If she got past Youngstown.
She summoned the courage to look at her watch.
“Crap,” she said. The watch read: 3:06.
She tried to remember the last time she’d scanned the road behind her—or ahead. She’d been hemmed in by the two rows of cars, hurrying through what felt like a tunnel, fighting off the urge to panic and run by letting her mind wander, remembering her college friends, and her job search, and her grandfather and his land.
Escapism bordering on dissociation.
And it was suicide.
Someone could be stalking her right now and she wouldn’t know it.
Rolling over and uncapping her rifle scope, she slithered up the bank of the ditch. She sighted the road behind her. She was at the top of a rise, so when she stood up and rested the rifle on the roof of a car she could see for a long way back.
Nothing was moving against the gray landscape.
The car she’d slept in was long gone, as were the few topographical markers she’d seen around it. The road had curved south and west for miles.
Ten or twelve? Fourteen?
She couldn’t be sure because all her daydreaming and past-pondering had made her miss any mile markers or road signs that would have kept her aware of her location.
After double-checking her back trail, she turned her scope forward.
The road ahead descended gently, curving toward what the compass on the red paracord loop around her neck told her was south.
The skyline of Youngstown was right there, framed by the dead gray trees that lined the road. Thousands of empty buildings and houses awaited her passage.
This was the milestone that marked the end of the first leg of her journey—six hundred or so miles of the eighteen hundred miles she needed to travel.

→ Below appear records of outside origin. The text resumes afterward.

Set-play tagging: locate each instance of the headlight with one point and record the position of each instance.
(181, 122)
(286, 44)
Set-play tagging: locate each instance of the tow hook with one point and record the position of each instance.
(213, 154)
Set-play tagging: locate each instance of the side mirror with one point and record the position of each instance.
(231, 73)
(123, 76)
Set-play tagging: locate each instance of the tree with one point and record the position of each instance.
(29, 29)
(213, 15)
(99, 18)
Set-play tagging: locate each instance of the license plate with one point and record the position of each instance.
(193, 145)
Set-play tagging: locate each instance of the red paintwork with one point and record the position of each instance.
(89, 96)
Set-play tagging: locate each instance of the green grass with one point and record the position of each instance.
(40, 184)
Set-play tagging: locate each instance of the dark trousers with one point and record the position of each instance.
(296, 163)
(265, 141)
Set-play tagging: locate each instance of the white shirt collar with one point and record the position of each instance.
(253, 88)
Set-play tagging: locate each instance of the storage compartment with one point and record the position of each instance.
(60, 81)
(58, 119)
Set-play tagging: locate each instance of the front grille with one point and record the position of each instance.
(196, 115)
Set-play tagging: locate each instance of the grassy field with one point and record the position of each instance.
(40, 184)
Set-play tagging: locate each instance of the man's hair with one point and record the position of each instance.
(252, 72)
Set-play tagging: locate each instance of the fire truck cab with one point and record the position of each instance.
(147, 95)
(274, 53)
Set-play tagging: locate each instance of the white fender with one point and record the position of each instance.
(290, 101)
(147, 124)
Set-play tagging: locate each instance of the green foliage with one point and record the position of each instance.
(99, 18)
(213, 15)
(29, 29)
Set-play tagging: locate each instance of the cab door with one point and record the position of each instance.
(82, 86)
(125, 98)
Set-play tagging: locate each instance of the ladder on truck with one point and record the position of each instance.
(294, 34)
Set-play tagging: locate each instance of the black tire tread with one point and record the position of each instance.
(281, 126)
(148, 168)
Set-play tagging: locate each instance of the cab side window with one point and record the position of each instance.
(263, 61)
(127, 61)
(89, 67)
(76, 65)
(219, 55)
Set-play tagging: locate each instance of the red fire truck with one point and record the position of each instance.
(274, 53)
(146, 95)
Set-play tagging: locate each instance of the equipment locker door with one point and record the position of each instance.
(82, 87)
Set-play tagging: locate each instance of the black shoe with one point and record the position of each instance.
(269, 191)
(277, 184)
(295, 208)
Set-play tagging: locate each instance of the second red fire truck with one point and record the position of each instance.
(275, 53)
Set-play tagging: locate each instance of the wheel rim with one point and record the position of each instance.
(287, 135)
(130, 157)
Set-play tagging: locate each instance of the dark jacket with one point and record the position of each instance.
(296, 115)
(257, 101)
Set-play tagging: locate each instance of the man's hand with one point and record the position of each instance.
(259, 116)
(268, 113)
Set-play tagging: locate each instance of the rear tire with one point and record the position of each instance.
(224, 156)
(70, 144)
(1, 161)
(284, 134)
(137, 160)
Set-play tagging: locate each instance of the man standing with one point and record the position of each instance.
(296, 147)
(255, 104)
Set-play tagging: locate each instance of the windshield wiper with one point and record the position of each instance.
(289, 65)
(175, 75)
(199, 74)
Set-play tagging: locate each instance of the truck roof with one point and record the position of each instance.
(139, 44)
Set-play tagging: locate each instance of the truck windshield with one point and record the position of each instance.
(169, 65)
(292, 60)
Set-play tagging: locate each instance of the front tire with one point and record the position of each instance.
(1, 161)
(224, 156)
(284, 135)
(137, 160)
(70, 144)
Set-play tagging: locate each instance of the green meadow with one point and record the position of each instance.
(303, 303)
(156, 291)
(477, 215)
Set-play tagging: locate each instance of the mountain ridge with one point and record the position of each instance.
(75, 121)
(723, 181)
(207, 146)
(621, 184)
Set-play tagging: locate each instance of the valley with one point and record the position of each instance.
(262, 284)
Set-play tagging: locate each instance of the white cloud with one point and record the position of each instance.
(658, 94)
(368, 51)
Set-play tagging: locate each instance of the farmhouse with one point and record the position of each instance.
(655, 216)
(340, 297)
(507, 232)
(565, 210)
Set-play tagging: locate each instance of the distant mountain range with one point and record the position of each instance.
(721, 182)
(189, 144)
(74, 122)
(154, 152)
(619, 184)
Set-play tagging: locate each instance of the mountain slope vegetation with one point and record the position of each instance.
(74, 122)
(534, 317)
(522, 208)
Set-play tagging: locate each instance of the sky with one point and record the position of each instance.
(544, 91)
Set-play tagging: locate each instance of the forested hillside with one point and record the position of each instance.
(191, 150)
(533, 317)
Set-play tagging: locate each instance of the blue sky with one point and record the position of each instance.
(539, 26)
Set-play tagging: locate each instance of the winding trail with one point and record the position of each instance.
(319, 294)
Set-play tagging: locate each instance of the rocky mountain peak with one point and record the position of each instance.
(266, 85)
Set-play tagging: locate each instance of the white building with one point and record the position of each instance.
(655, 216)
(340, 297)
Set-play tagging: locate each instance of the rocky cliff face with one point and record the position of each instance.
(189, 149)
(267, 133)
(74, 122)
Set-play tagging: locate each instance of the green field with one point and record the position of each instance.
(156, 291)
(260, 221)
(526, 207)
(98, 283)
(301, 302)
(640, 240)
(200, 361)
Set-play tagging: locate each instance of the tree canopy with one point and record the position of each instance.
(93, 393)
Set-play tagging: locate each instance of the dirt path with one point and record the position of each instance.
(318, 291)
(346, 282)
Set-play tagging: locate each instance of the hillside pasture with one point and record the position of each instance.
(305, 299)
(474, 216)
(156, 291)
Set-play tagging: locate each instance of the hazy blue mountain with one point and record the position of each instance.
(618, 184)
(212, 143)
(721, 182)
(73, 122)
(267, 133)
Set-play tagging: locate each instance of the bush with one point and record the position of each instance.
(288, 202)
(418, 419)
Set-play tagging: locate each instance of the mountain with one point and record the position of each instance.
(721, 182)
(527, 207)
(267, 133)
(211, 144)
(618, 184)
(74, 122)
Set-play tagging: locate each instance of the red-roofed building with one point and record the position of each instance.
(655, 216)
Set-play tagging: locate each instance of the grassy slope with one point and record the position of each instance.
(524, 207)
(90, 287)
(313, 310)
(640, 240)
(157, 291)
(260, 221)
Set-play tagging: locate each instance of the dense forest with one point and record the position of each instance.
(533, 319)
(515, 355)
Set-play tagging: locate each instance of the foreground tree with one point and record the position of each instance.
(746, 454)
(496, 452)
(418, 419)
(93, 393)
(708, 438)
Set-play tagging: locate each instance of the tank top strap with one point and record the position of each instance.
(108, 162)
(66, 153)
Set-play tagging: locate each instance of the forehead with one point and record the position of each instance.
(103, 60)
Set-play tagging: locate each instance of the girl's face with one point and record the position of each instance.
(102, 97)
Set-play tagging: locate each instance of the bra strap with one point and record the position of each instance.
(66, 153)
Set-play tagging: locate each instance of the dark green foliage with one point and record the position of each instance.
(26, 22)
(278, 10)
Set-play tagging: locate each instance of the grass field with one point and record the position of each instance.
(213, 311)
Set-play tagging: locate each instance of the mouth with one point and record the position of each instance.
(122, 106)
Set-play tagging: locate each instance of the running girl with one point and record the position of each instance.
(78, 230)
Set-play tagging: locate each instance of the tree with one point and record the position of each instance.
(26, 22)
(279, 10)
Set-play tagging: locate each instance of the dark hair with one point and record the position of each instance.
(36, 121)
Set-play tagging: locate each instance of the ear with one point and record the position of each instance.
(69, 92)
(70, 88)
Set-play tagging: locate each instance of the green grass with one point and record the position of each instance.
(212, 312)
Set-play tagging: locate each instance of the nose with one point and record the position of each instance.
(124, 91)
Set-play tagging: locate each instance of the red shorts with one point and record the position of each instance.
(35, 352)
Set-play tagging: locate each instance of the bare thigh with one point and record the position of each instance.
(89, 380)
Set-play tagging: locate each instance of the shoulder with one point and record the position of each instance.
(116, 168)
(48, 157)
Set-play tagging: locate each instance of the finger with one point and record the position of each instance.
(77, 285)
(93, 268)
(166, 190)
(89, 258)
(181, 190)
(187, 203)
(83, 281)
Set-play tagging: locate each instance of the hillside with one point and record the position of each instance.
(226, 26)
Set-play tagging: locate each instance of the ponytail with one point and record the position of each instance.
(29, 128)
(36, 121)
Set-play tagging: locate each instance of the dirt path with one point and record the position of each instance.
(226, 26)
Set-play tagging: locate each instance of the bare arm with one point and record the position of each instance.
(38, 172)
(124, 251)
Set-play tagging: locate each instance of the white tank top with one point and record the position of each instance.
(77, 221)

She estimated a two mile walk to the city limits. She knew she could make that much distance easily today, but if she could get over the river she’d feel a little safer—and a little more hopeful.
On the other side of Youngstown she’d have a fairly straight, flat road to Columbus—and then to St. Louis. Then the hills and mountains and rugged terrain and cold weather that had slowed her progress for the last four months would be behind her.
“Maybe I’ll get a toothbrush today,” she said, and shrugged a shoulder through the rifle strap. “Hell, maybe I’ll find a hot guy my age, a shower, and a clean bed.
And champagne.
And fresh roses.”
Her grin lasted all of two seconds.
“Might as well dream big,” she said. Then she set her mouth into a grim line and stepped forward.